Loss of Small Businesses Means Loss of Community By Kelly Grehan

I have to be honest and say I have always hated shopping.  If I can buy something online, rather than venture to my local shopping centre I will.

Since the internet became popular I do buy increasing numbers of things from craft and independent retailers because I like the niche products they often stock.  

I started running a Toy Appeal five years ago, which now collects around 1,500 gifts for children assisted by local charities and it would not be such a success without the support of small businesses.  

We write to all the big multinational companies who have a shop in our town and ask for support and they inevitably reply saying they cannot help.  

Small businesses however regularly get in touch volunteering to be drop off points, running collections and donating toys, as well as sharing our social media adverts.

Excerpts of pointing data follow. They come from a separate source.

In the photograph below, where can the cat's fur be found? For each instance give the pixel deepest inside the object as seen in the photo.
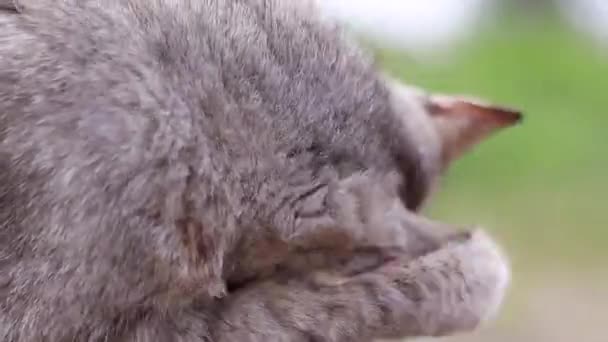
(148, 148)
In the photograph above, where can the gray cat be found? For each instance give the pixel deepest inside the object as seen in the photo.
(151, 149)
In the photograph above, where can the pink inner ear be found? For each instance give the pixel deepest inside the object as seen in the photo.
(493, 114)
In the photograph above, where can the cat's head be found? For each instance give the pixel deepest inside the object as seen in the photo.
(443, 128)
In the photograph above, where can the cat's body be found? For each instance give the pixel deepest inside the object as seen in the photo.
(151, 149)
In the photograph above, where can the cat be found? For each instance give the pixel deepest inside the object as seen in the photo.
(442, 127)
(149, 147)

Now, I appreciate that big retail shops will say that they make big donations to a chosen charity and that some have a place for food bank donations, but my experience has convinced me that the loss of independent shops on the high street has meant we have lost more than just the goods or services they sold – it has caused the loss of community.  

Local businesses have a stake in the community, they are reliant on the same amenities as their customers.  

In fact research shows that £10 spent with a local independent shop means up to an additional £50 goes back into the local economy.

This is simply because the nearby shop owners, who you are spending your money with, will then put that money back into your local community by going into local pubs and restaurants etc, thus circulating the money and allowing your community to thrive.

Interestingly local employers are more likely to pay a higher average wage than their commercial chain counterparts.  

Then there is the benefit for people of going to shops where the butcher (for example) knows their name and they know his or hers.

Those small things can mean the world of difference to locals, some of which can be suffering from loneliness and don’t often have the opportunity to speak to people face to face on a daily basis. To have a chat with the local staff and feel valued by local businesses who might know your ‘usual’ coffee, or just how you like your sandwich when you pop into your local cafe, does wonders for some. Humans are social creatures after all.

So next time you have the option to ‘buy local’ , it’s really important to remember the wider benefits that small businesses have on the local community.

This Saturday is Small Business Saturday, so I am pledging to think more about what I buy and where I buy it and whether I can be a better consumer for the community.

It would make the world of difference if we all could now and again.